VI. Le Roy Grallon, ayant veu ce miracle fait en sa presence, honora fort saint Ronan, comme aussi tous les Seigneurs de sa Cour & le peuple ; duquel s’estant, à grande peine, dépestré, il s’en retourna en son Hermitage, où il estoit si souvent visité par les Kemperrois & autres Habitans de Cornoüaille, que, dans peu de temps, le grand chemin fut ouvert de Kemper-Corentin à son Hermitage. Le Roy mesme, Prince fort Religieux, alloit souvent en propre personne le visiter en son Oratoire, &, ayant receu sa benediction, s’en retournoit fort édifié. Le bon Homme qui l’avoit receu, dés son arrivée, & accomodé de ses necessitez en son Hermitage, ravy des œuvres merveilleuses qu’il faisoit, ne se pouvoit separer de luy ; mais, collé à ses pieds, estoit attentif aux Predications qu’il faisoit au Peuple qui le venoit visiter. Cette maniere de vie ne plaisant pas à sa Femme, elle le tançoit rudement de ce qu’il estoit si faineant, sans se soucier du mesnage ; &, s’en prenant au Saint, fut si effrontée que de l’attaquer & luy dire que c’estoit luy qui avoit charmé son mary & l’avoit rendu si fâcheux. Le Saint patienta les paroles indiscretes de cette insolente femme, taschant de l’adoucir par belles paroles, mais en vain. Un jour, lisant un livre, à la porte de sa Cellule, il apperceut un loup qui entroit dans la forest, portant une brebis en sa gueule ; saint Ronan l’appella & luy commanda de rendre la brebis, ce qu’il fit à l’instant, la mettant en ses pieds, & le Saint la rendit à son maistre ; mesme miracle fit-il à plusieurs autres fois.

VII. Ayant vescu un long-temps en grande Sainteté, en ce sien Hermitage, chargé d’ans & de merites, il changea cette vie mortelle à l’immortelle & fut ensevely en son Hermitage. Depuis, par laps de temps, s’est basty le Bourg, qui, de son nom, s’appelle Loc-Ronan-Coat-Nevent, à la croupe de la Montagne de saint Ronan, où nos anciens Princes Bretons ont reveré & honoré sa memoire par la structure & dotation d’une belle Chappelle, frequentée par les Pelerins de tous les Cantons de Bretagne, qui y viennent reverer ses saintes Reliques ; partie desquelles y sont richement enchassées, le reste estant gardé en l’Eglise Cathedrale de Cornoüaille. L’Hermitage de saint Ronan a esté, un long-temps, habitué par plusieurs personnages signalez en Sainteté, lesquels y ont passé leur vie en solitude, entre-autres Robert, lequel, l’an 1102, fut sacré Evesque de Cornoüaille, aprés la mort de Budik III du nom.

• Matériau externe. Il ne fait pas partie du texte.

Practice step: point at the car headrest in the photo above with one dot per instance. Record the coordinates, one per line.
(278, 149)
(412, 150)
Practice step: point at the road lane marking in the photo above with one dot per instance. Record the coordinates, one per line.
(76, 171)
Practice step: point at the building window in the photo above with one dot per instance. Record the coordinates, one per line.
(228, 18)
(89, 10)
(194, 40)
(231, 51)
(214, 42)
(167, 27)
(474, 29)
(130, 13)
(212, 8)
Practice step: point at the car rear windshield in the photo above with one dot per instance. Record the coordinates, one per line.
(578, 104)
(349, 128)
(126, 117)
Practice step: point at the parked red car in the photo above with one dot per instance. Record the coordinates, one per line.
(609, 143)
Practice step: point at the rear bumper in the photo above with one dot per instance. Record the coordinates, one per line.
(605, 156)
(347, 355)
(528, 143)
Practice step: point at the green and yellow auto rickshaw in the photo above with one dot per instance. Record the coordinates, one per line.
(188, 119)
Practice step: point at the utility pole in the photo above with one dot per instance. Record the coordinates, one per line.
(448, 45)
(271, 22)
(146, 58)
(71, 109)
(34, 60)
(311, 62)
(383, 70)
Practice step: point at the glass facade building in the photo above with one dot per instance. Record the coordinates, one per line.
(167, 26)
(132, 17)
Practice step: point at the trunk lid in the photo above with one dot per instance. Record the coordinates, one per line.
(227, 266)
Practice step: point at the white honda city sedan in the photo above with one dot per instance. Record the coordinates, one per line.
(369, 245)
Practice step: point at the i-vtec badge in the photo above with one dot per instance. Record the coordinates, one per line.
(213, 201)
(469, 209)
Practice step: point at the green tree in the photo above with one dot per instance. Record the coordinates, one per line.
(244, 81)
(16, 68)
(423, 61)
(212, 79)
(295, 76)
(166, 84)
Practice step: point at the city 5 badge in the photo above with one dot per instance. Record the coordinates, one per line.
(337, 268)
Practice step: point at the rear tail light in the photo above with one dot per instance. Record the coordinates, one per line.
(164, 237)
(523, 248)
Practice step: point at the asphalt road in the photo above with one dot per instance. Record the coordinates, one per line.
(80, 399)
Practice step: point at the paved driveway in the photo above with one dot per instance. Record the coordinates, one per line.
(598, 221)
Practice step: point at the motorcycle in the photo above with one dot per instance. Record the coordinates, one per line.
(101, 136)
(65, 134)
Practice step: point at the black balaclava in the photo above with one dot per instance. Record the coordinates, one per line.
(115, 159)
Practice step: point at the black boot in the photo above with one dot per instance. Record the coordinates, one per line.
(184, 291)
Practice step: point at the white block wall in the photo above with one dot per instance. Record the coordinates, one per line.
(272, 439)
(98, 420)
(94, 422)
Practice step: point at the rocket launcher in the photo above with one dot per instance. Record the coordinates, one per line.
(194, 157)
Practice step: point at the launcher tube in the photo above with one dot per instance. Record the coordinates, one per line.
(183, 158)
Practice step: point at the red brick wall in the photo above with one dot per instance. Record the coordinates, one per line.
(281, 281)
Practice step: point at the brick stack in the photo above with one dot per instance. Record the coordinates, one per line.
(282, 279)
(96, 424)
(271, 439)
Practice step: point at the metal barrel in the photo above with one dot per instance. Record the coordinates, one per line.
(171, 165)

De sept ans en sept ans, se fait la Procession qu’ils appellent de saint Ronan, le jour de sa Feste, en laquelle on porte ses Reliques sur un branquart à bras, richement paré, tout à l’entour de sa montagne ; à laquelle Procession se trouve, d’ordinaire, une grande affluence de peuple de tout le pays circonvoisin. Il y a plusieurs Chapelles en Bretagne dediées à ce saint, entr’autres de Loc-Ronan-ar-fancq en Leon, où il y a une Barre Royalle & dont la Paroisse est dediée à saint Ronan, qu’ils nomment Renan.